The album features a mixed roster of musicians, including appearances by David Crosby and Graham Nash from CSNY. The basic rhythm unit is that of Crazy Horse: Bill Talbot on bass and Ralph Molina on drums. Alternative rhythm players include The Band’s drummer Levon Helm and bassist Tim Drummond. Auxiliary guitar duties are divided between Ben Keith (slide, steel and dobro), Rusty Kershaw (slide and fiddle) and George Whitsell. Young himself plays guitar, banjo, piano and harmonica. While the primary mood of On The Beach is introspective and philosophical, it contains some savage sentiments, especially on “Revolution Blues”, which blackly commemorates the Manson gang as a means of exorcising Young’s own revulsion at the intemperance of the West Coast rock’n’roll lifestyle: “I see bloody fountains/And 10 million dune buggies comin’ down the mountains/I hear that Laurel Canyon is full of famous stars/But I hate them worse than lepers and I’ll kill them in their cars.”
Often couching its expression in blues form or variants thereof, On The Beach is a stark, slow examination of Young’s personal aesthetic in the wake of a period in which he had deliberately turned his back on the commercial success of After The Gold Rush and Harvest.
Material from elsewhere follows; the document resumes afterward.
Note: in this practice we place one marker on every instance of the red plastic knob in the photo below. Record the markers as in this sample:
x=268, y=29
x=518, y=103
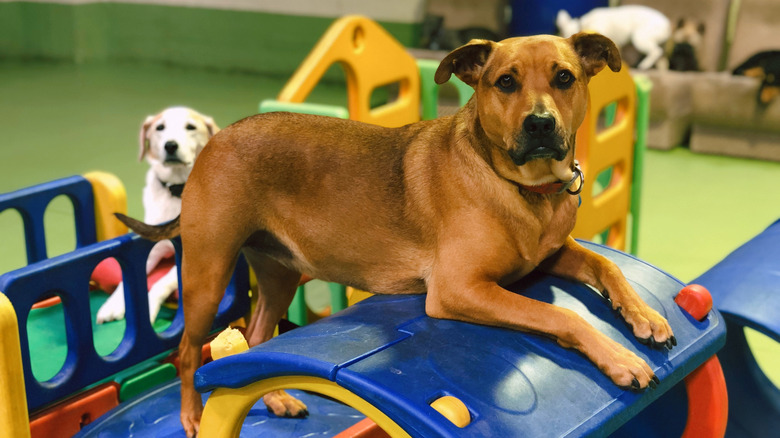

The album unfolds at a measured to plodding pace, the playing (which sounds mostly like first takes) skeletal and sometimes fumbling. Young’s approach to his material is audibly tired and close to throwaway-yet the listener is almost always gripped by the sensation that what’s being expressed is the threadbare truth.
On The Beach is bookended by two expressions of wistful nostalgia for “the old folkie days” in Toronto?”the good old days” when comrades in music stayed up all night long, singing for the sheer buzz of it, earning little in the way of money but gaining much in terms of soul satisfaction and learning all the time. The album’s finale, “Ambulance Blues” (musically a cousin of Bert Jansch’s heroin threnody, “Needle Of Death”), puts this nostalgia into perspective: “It’s easy to get buried in the past/When you try to make a good thing last.” A melancholy song, it’s also the final working-out of the dilemma central to On The Beach: how to regain and maintain authenticity when the pressure is on to present a false facade and when life itself is almost too awfully real to allow any space for creativity.
How, then, does On The Beach stand up after 29 years? The answer: like a classic. There’s only one slightly weak track (“Vampire Blues”). The rest remains as nakedly convincing and confessional as it did when it first appeared. It’s easy to see why Young has doubts about it. On the one hand, the album is altogether too close to home; on the other, its almost improvisational realisation is, at times, equally close to complete collapse. There’s a fragile vulnerability about songs like “See The Sky About To Rain”, “For The Turnstiles” and “Motion Pictures” that’s almost translucent. The approach, in other words, is perilously near to self-pity here, although that lapse is never actually allowed.
As a document of a despairing personal low, On The Beach would be a kind of masterpiece by any standard. Yet it’s the album’s inner strength, its refusal to die or evade the issue, its ultimate squaring up to a regenerated future which make it such a moving experience. Rock music rarely comes as close to closedown as it does here, but the ultimate truth is that On The Beach is a positive experience, a catharsis. It’s good to have it back at last.